UK interest rates rise to 4.25%/4.50%/4.75%

Looks like a temporary respite. The surging house prices are going to force the BOE to raise rates again sooner rather than later.

UK interest rates on hold at 4%](BBC NEWS | Business | UK interest rates on hold at 4%)

UK interest rates are to remain on hold at 4%, the Bank of England has said.
Economists said the Bank’s decision to resist a third rate rise since November was finely balanced.

Manufacturers had argued against any fresh rise, saying it would damage their prospects, particularly in light of the recent strength of the pound.

But galloping house prices and surging consumer debt suggested a rate rise to moderate the boom was being delayed but not cancelled, economists said.

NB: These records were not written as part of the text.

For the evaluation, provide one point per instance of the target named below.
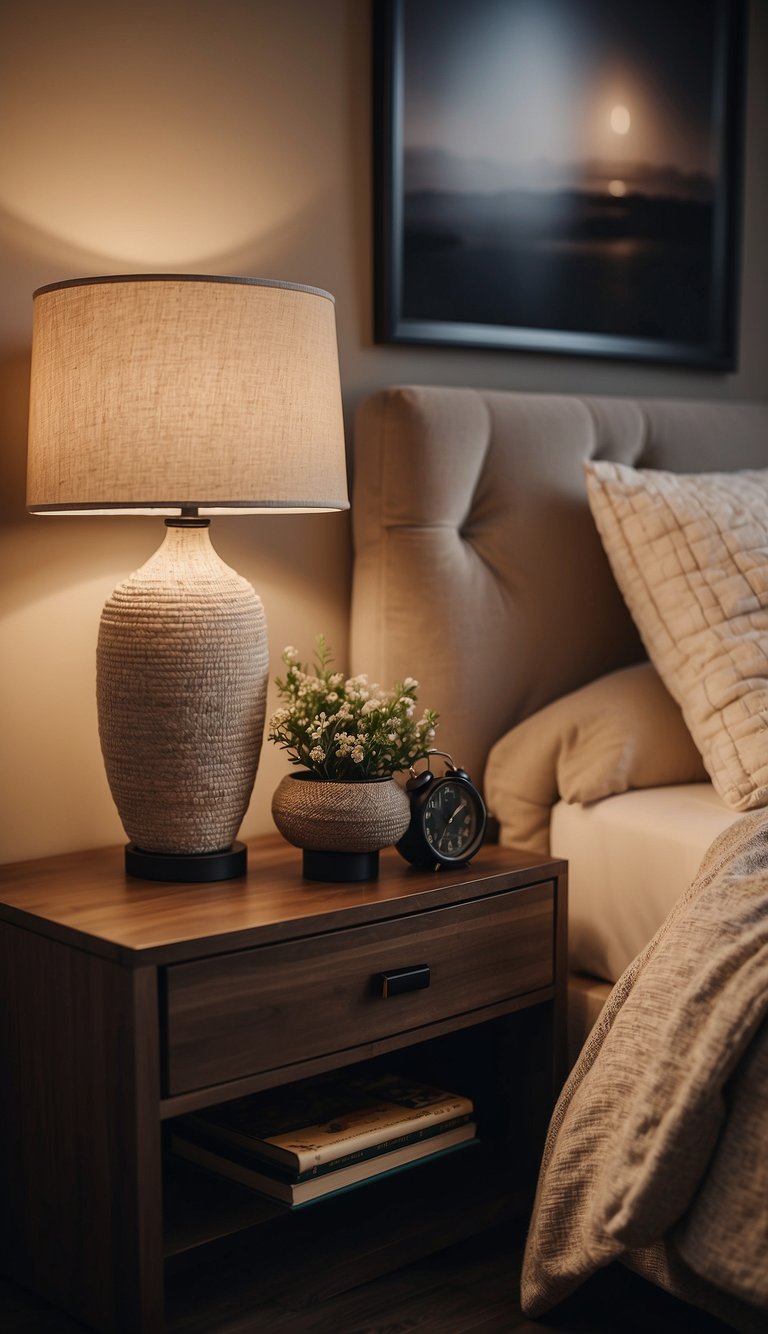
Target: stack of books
(322, 1135)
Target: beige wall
(228, 138)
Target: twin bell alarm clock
(447, 817)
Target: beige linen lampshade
(187, 396)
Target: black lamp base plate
(187, 867)
(340, 866)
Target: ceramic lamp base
(192, 869)
(182, 671)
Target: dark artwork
(562, 175)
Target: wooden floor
(470, 1287)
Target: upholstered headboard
(478, 566)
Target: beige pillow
(690, 552)
(618, 733)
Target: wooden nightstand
(128, 1002)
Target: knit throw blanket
(658, 1150)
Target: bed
(546, 567)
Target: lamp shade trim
(183, 278)
(207, 508)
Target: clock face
(451, 821)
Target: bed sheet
(630, 859)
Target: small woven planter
(340, 826)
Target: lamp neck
(188, 519)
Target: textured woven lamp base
(182, 673)
(194, 869)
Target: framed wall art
(560, 176)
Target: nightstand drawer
(262, 1009)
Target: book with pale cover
(336, 1119)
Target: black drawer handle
(396, 981)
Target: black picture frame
(559, 254)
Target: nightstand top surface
(88, 901)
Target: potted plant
(350, 738)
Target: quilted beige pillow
(690, 554)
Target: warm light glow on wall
(148, 138)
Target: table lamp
(187, 396)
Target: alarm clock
(447, 818)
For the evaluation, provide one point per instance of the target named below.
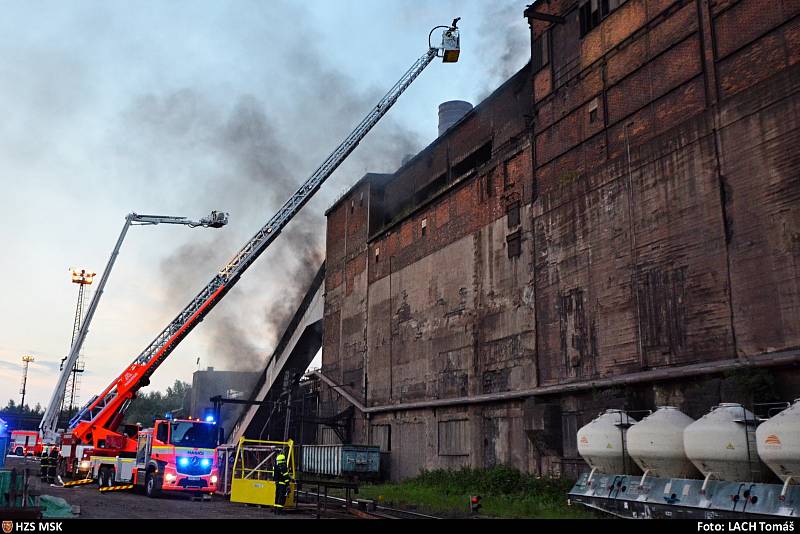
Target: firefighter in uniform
(44, 461)
(52, 465)
(282, 478)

The Bank’s decision was welcomed by business groups, with the British Chambers of Commerce saying it was the “preferred choice”.

Steve Radley, chief economist of manufacturers’ association the EEF, said: “Two rises in three months would have poured fuel on the fire of expectations of further rises to come, potentially pushing the pound to damaging levels against the dollar.”

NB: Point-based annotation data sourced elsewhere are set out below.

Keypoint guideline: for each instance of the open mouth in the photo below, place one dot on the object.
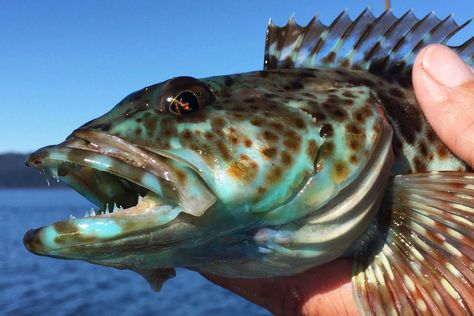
(134, 189)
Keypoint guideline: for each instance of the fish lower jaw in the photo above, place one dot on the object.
(148, 204)
(101, 234)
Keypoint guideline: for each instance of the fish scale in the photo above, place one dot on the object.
(324, 154)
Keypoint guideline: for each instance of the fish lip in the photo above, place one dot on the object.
(106, 153)
(116, 159)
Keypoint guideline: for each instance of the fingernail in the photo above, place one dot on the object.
(446, 67)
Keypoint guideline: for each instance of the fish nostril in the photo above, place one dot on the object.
(28, 239)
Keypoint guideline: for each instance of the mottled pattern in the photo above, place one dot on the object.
(274, 172)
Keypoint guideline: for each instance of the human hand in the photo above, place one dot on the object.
(444, 87)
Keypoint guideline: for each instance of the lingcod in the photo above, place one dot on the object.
(323, 154)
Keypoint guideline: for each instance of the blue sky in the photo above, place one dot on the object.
(65, 62)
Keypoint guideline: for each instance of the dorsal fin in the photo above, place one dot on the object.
(379, 45)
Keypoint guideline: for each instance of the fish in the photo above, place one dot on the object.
(323, 154)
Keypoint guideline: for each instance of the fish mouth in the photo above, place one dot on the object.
(137, 193)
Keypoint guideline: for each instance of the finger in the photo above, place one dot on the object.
(444, 87)
(324, 290)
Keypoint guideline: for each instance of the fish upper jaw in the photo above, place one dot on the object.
(141, 197)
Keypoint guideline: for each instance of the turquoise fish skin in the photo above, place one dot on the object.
(272, 148)
(258, 174)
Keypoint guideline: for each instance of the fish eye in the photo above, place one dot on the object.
(184, 95)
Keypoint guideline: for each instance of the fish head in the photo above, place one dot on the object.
(176, 163)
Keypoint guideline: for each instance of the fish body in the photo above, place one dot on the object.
(323, 154)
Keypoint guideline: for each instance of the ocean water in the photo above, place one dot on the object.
(33, 285)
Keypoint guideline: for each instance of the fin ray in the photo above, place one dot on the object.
(380, 45)
(423, 263)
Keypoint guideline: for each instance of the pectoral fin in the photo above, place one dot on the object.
(423, 263)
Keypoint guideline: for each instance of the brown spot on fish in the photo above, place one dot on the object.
(326, 131)
(218, 123)
(257, 121)
(286, 158)
(223, 150)
(353, 159)
(339, 171)
(347, 102)
(329, 59)
(270, 136)
(243, 170)
(348, 94)
(209, 135)
(339, 114)
(276, 125)
(269, 152)
(186, 134)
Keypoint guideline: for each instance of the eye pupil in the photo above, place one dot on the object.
(185, 102)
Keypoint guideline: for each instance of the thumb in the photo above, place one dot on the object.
(444, 87)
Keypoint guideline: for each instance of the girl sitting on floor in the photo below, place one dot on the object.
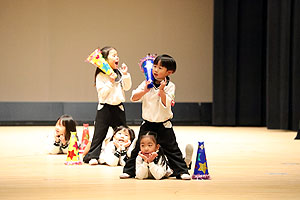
(151, 161)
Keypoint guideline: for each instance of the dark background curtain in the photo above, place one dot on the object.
(256, 63)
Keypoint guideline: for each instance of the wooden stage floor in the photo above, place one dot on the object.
(243, 162)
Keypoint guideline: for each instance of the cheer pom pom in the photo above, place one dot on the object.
(146, 65)
(97, 59)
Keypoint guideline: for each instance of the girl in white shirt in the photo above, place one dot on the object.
(119, 148)
(151, 161)
(110, 112)
(64, 126)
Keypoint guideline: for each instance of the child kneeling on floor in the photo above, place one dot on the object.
(119, 148)
(151, 161)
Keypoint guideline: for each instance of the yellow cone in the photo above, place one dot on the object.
(73, 151)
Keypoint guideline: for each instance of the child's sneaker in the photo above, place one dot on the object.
(124, 175)
(188, 155)
(93, 162)
(185, 177)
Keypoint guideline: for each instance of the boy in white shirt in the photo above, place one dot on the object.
(157, 113)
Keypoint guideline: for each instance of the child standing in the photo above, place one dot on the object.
(119, 148)
(110, 111)
(63, 128)
(151, 161)
(157, 113)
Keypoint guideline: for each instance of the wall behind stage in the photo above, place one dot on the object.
(44, 44)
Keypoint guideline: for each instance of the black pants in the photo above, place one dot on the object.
(108, 116)
(167, 140)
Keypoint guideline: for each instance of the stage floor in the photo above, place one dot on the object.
(243, 162)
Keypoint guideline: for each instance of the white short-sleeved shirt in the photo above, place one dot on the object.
(153, 109)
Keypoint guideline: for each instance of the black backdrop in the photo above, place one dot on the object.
(256, 69)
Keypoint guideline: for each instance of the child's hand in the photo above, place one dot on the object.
(152, 156)
(127, 144)
(56, 138)
(62, 139)
(145, 158)
(146, 89)
(124, 69)
(116, 143)
(163, 84)
(112, 77)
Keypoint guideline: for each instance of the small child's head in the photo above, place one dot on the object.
(148, 143)
(64, 126)
(163, 66)
(123, 134)
(110, 54)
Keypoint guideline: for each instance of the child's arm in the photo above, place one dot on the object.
(162, 93)
(140, 91)
(141, 168)
(126, 77)
(158, 171)
(167, 95)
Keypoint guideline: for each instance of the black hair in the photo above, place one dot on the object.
(153, 136)
(69, 123)
(166, 61)
(130, 131)
(104, 51)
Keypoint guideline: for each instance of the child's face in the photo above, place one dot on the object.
(122, 136)
(59, 128)
(113, 59)
(160, 72)
(147, 146)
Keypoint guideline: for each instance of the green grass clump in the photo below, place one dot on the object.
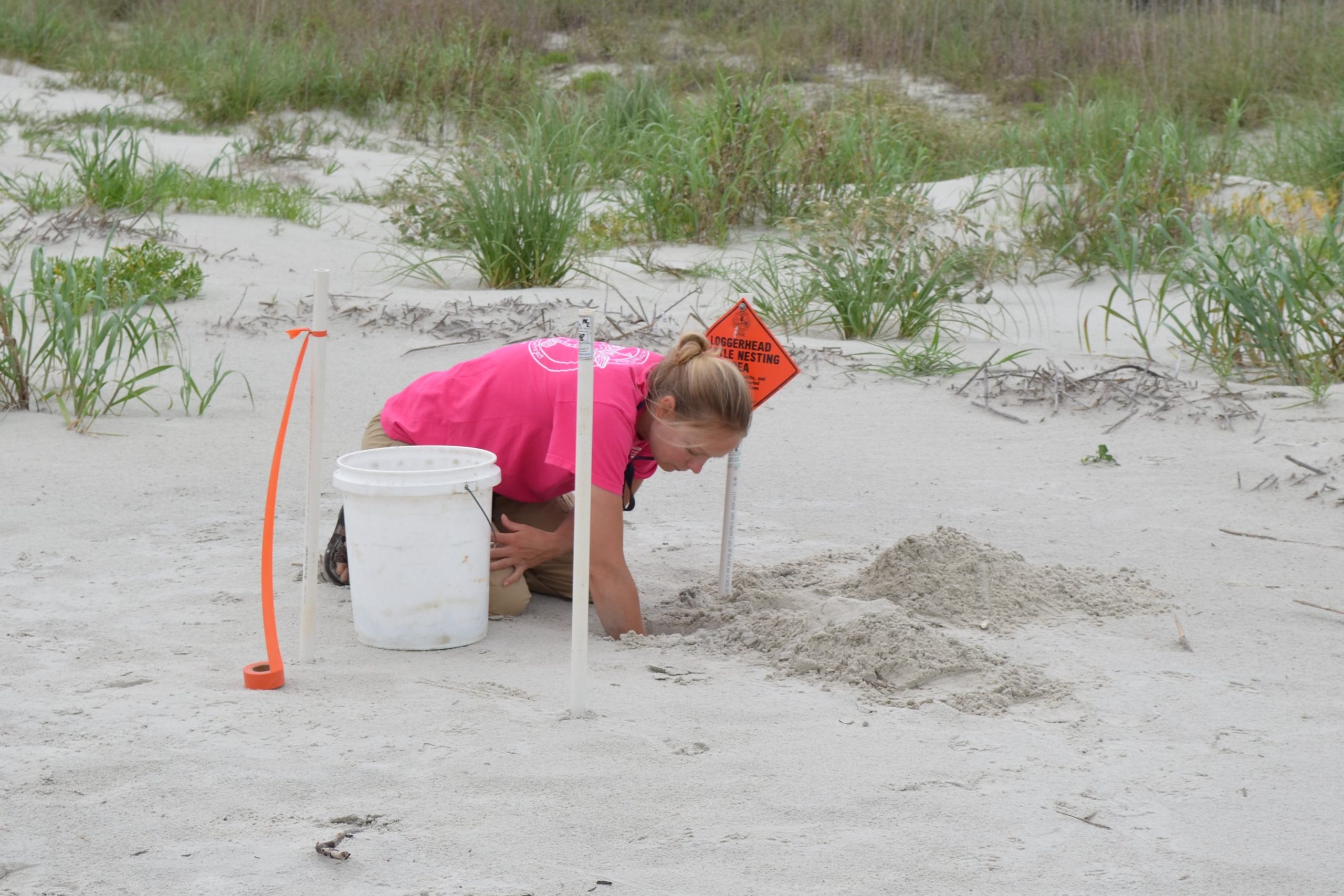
(1108, 171)
(87, 340)
(144, 270)
(111, 172)
(874, 288)
(515, 213)
(1264, 303)
(71, 347)
(698, 175)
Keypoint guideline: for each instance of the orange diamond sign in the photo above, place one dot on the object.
(743, 339)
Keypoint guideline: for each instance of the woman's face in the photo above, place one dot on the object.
(683, 446)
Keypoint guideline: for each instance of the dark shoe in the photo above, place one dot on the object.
(335, 563)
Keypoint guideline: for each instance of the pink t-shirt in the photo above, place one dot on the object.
(519, 402)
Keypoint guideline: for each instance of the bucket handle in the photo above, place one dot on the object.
(471, 489)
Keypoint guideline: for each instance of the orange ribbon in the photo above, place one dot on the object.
(267, 676)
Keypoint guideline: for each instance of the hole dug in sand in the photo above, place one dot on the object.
(893, 626)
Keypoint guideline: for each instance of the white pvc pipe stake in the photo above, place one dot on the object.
(730, 519)
(582, 518)
(318, 399)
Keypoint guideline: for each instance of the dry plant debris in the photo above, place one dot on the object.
(328, 847)
(1133, 387)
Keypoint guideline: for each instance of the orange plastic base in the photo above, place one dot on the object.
(260, 676)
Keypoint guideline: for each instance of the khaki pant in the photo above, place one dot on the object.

He said the Bank could afford to wait to assess the impact of the past two rate rises on the economy.

So do I get my Isa for this tax year now or wait a bit?

[QUOTE]
*Originally posted by Shahreen: *
So do I get my Isa for this tax year now or wait a bit?
[/QUOTE]

What has ISA got to do with a rise in interest rates?

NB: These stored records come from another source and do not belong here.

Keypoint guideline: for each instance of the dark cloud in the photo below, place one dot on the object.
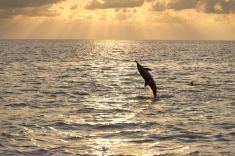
(11, 8)
(207, 6)
(106, 4)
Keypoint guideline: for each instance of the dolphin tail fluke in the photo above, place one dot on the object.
(154, 89)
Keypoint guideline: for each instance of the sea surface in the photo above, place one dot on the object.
(86, 97)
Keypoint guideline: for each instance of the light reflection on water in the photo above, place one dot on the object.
(86, 98)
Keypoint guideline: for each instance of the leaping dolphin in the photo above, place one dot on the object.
(147, 78)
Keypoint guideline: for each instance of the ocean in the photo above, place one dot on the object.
(86, 97)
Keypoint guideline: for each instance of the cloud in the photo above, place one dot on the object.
(38, 11)
(218, 6)
(25, 3)
(206, 6)
(11, 8)
(106, 4)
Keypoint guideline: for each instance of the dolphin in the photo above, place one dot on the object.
(144, 72)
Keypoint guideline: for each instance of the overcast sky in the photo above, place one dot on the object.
(118, 19)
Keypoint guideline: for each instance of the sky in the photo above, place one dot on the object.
(118, 19)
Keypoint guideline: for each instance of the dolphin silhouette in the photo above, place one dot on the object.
(147, 78)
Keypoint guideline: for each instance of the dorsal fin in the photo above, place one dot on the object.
(148, 69)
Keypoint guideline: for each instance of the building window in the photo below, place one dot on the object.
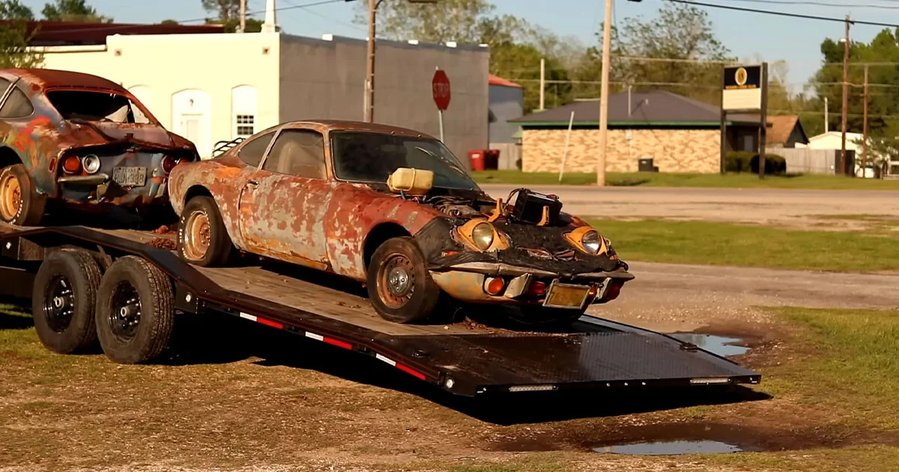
(245, 125)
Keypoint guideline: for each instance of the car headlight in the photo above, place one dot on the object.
(91, 163)
(482, 235)
(591, 242)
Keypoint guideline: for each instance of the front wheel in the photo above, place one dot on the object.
(399, 284)
(20, 204)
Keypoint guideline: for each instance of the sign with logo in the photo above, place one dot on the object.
(742, 88)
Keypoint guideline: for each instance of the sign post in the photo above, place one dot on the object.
(440, 87)
(745, 89)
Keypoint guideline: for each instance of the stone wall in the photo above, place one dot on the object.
(673, 150)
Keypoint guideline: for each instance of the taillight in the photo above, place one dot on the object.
(71, 165)
(494, 285)
(169, 163)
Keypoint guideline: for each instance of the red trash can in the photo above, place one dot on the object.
(476, 158)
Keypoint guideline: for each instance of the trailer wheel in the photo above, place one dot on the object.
(399, 285)
(20, 204)
(65, 289)
(134, 313)
(202, 238)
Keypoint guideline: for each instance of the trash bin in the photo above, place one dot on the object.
(476, 158)
(491, 159)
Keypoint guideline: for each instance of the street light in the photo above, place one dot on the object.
(369, 113)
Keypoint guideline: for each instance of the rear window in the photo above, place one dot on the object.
(96, 106)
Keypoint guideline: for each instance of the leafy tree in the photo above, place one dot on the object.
(227, 10)
(14, 10)
(883, 102)
(73, 10)
(14, 36)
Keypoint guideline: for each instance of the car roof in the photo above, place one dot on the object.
(347, 125)
(50, 78)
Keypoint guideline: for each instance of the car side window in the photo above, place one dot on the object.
(17, 105)
(252, 152)
(298, 152)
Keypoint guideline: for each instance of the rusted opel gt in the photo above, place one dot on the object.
(395, 209)
(78, 138)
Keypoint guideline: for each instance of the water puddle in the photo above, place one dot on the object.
(667, 448)
(720, 345)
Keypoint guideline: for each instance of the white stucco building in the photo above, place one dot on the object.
(213, 87)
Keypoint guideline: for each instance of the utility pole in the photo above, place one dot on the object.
(369, 112)
(844, 164)
(865, 127)
(243, 16)
(604, 95)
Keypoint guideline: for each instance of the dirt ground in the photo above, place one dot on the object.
(235, 396)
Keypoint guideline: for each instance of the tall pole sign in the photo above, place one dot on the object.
(442, 93)
(745, 89)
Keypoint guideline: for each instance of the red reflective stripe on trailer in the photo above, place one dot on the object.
(273, 324)
(338, 343)
(409, 371)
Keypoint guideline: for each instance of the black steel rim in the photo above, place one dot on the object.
(126, 311)
(59, 304)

Erm because it's nicer to fix your Isa at a higher rate maybe?

I thought you would get the benefit of higher rates on your ISA regardless of when they come. Also depends how much of your ISA is in interest rates instruments and how much in other type of investments.

Consumers face pinch as Bank raises loan rate](http://money.telegraph.co.uk/money/main.jhtml?xml=/money/2004/05/07/cnrates07.xml&menuId=242&sSheet=/money/2004/05/07/ixcity.html)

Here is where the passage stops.